В этой комнате всё осталось по-прежнему, и всё-таки всё изменилось, а именно состарилось. Крат положил в угол узел с пожитками и сел на диван. В обивке дивана когда-то цвели яркие, обещательные цветочки; нынче их надо было отыскивать.
– Что с тобой? – Крат обернулся к другу.
– Тихо! – Дол трясся.
– Да хватит убиваться! Говори, что случилось.
– За мной следят, хотят убить, – не сразу ответил Дол, и, присев на корточки, посмотрел в окно из-за шторы, затем приподнялся и сквозь алоэ глянул на дно улицы.

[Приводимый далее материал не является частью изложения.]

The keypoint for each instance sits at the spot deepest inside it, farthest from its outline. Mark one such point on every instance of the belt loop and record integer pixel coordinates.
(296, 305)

Его лоб покрыла испарина. Было видно, что он страдает.
– Ты настоящий друг, раз не испугался прийти, – прошептал дрожащими губами.
– Погоди дрожать. С чего ты взял, что тебя хотят убить? – раздражался Крат.
– Тише! Почему ты сомневаешься в моих словах? – прошептал несчастный. – Ты думаешь, я спятил? Не-ет! Они хотят отомстить за Феникса.
– У тебя психоз, дружище. Ты много пережил за последние два дня: при тебе убили человека, потом следователь, камера…
– Всё не так. Они ловят момент. В камеру тоже подсадили убийцу, но я не поворачивался к нему спиной.
– Да никакого не убийцу, а простого бедолагу, пьяницу какого-нибудь, который в ларёк залез.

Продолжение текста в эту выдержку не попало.